Stratifyd includes a built-in stopwords list that includes the most commonly used uninformative words such as: “the,” “an,” “I,” etc. to reduce noise in textual data.

When these models tokenize the data, they check the words against the stopwords list and filter out the stopwords.

You can also create custom stopwords lists for each data source and apply them when you create data models. The Stopwords setting is in the Advanced section of the new model wizard for all applicable models. See articles on individual data models for more information.

Why use a custom stopwords list?

The built-in stopwords list is comprehensive for general purposes, but some analyses may achieve more meaningful results with the addition of a data-source-specific stopwords list. 

You can use any list of words as stop words. The effect may not be dramatic because Stratifyd uses pointwise mutual information (PMI). PMI filters out many of the words you might list as stopwords by giving them very low PMI scores. However, you may still want to upload a list of stopwords to train the system for specific analyses.

You can apply multiple stopwords lists to the same data model and Stratifyd treats them as a single, combined list.

Supported languages

The following languages have a default stopwords list. During data ingestion, Stratifyd determines the language (if the Language Detection advanced option is not turned off) and checks whether a default stopwords list exists for that language. It also checks for any custom stopwords lists applied to the model, and applies these lists regardless of language.

  • ar Arabic
  • bg Bulgarian
  • br Breton
  • cz Czech
  • da Danish
  • de German
  • el Greeken English
  • es Spanish
  • fa Farsi
  • fi Finnish
  • fr French
  • hi Hindi
  • hu Hungarianhy Armenian
  • id Indonesian
  • it Italian
  • ja Japanese
  • lv Latvian
  • nl Dutch
  • no Norwegianpl Polish
  • pt Portuguese
  • ro Romanian
  • ru Russian
  • sv Swedish
  • tr Turkish
  • zh Chinese

Custom stopwords lists

A stopwords list is a list of terms that the analytics engine ignores when looking for patterns and connections in your data. 

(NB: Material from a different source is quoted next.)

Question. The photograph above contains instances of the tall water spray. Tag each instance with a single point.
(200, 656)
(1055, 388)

Most data sources have noisy terms that are specific to that source. For example, if you analyze data from the Indeed connector, you can see a high volume of "typical day" or "hardest part" bi-grams in the buzzword cloud. Reviewers look at the form in the image below as they fill out their textual responses, so the survey biases them to use those terms, making them good candidates to filter out to get to the organic content.

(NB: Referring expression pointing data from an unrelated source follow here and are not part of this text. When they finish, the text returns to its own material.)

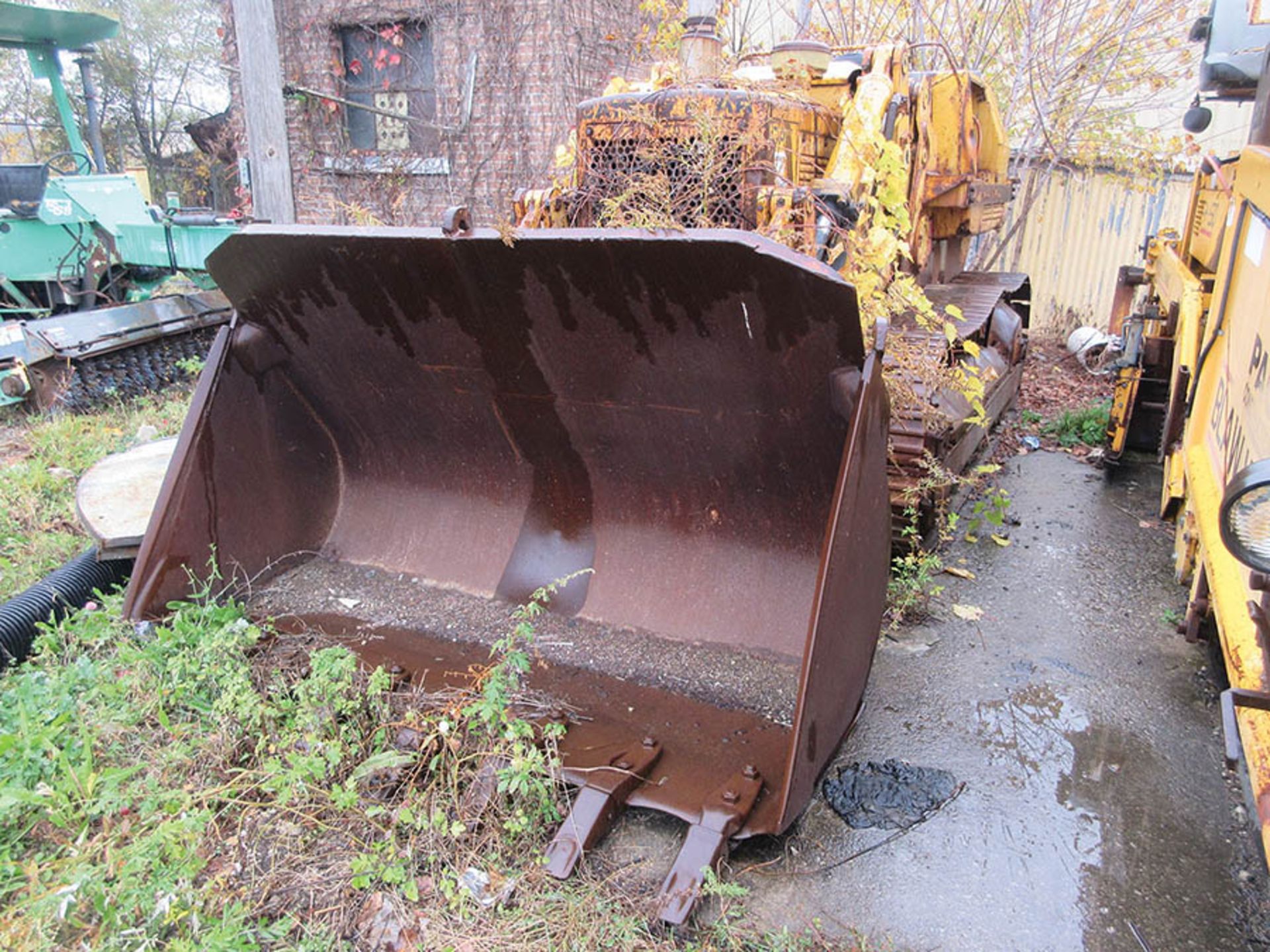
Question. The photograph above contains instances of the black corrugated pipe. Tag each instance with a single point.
(52, 597)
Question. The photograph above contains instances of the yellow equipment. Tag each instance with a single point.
(690, 426)
(796, 150)
(1199, 342)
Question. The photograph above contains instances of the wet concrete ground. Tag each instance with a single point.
(1096, 813)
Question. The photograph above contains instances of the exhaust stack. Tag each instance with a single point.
(700, 50)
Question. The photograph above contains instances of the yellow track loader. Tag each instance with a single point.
(1191, 385)
(432, 423)
(794, 150)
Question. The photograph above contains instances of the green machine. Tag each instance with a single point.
(77, 239)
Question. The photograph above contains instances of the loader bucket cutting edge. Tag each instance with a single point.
(693, 415)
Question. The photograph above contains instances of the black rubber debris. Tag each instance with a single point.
(889, 795)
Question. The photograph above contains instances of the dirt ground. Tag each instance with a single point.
(1096, 811)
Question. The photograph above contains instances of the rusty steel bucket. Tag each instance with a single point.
(693, 415)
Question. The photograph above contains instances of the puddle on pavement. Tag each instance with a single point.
(1031, 728)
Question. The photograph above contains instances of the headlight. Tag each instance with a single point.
(1246, 516)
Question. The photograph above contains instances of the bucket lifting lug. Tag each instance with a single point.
(706, 844)
(458, 221)
(599, 803)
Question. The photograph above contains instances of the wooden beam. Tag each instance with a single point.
(261, 75)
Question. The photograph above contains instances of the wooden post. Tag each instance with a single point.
(261, 75)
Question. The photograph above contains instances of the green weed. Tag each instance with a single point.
(44, 460)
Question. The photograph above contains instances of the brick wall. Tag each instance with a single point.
(536, 60)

A new data source is run with the default stopwords list, and our in-dashboard editor allows you to select N-Grams, topics, contributors, or other features to suppress.

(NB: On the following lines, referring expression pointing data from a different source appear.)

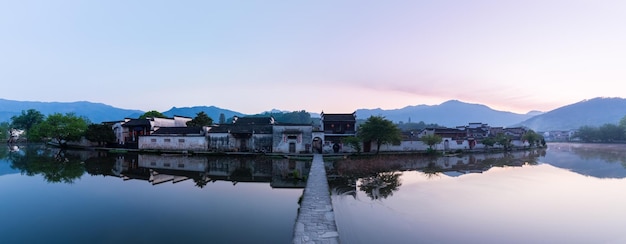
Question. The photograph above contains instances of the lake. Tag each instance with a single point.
(569, 193)
(83, 197)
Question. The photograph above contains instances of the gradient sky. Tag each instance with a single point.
(332, 56)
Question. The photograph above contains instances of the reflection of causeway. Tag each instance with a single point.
(157, 169)
(378, 177)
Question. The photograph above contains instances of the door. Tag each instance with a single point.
(292, 147)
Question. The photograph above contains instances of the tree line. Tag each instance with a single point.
(61, 128)
(604, 133)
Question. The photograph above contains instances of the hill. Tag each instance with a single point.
(451, 113)
(211, 111)
(593, 112)
(95, 112)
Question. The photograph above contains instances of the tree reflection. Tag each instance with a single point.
(381, 185)
(432, 170)
(54, 165)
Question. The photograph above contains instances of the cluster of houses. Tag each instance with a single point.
(264, 134)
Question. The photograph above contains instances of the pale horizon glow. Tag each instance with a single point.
(328, 56)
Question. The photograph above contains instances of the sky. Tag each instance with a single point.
(324, 55)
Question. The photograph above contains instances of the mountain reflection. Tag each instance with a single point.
(595, 160)
(68, 166)
(380, 176)
(53, 164)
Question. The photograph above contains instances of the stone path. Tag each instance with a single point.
(316, 219)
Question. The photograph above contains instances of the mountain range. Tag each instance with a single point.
(593, 112)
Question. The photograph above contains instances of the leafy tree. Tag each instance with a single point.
(222, 118)
(201, 119)
(4, 130)
(100, 133)
(622, 123)
(152, 114)
(354, 142)
(380, 130)
(55, 166)
(63, 128)
(431, 140)
(27, 119)
(504, 141)
(489, 142)
(533, 138)
(381, 185)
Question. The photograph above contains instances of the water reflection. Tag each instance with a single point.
(569, 193)
(379, 177)
(53, 164)
(66, 166)
(596, 160)
(113, 198)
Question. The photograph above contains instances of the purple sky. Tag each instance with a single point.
(335, 56)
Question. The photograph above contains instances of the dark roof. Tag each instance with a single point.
(178, 131)
(246, 128)
(338, 117)
(254, 121)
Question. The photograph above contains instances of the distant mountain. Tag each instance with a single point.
(95, 112)
(593, 112)
(451, 113)
(5, 168)
(211, 111)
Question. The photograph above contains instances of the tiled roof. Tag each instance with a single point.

For example, RSS news feeds typically contain the same few sentences at the end of every article:

Reporting By Laila Bassam in Aleppo and Tom Perry, John Davison and Lisa Barrington in Beirut;
Writing by Angus McDowall in Beirut, editing by Peter Millership

Because they appear at the end of every news article in some publications, “Reporting By” and “Writing By” will likely be identified as buzzwords. These terms could potentially link unrelated documents since they are not related to the article topics.

To create stopwords via tuning

We recommend using the buzzword list in the topic wheel widget to tune your analyses. This allows you to go through the top terms in your list and strike out any bi-grams that are unhelpful in your analysis.

1. In a dashboard with the topic wheel widget in view, click the Tune Analysis icon.

The Tune Analysis panel opens, showing any modifications you may have already made. 

2. Click Enter Tuning Mode then in your topic wheel widget, in the Buzzword list, click a bi-gram to strike it out and add it to the stopwords list.

3. Continue clicking buzzwords to remove, and then click the Reprocess command to add the bi-grams to a stopwords list.

4. In the Modify Advanced Settings dialog that appears, in the Stopwords section, you can see your modifications. Enter a name for the list (or select a list if one is already saved) and click Reprocess.

The Data Ingestion panel opens and shows your model processing. The modifications are removed from the Tune Analysis panel and added to the stopwords list.. 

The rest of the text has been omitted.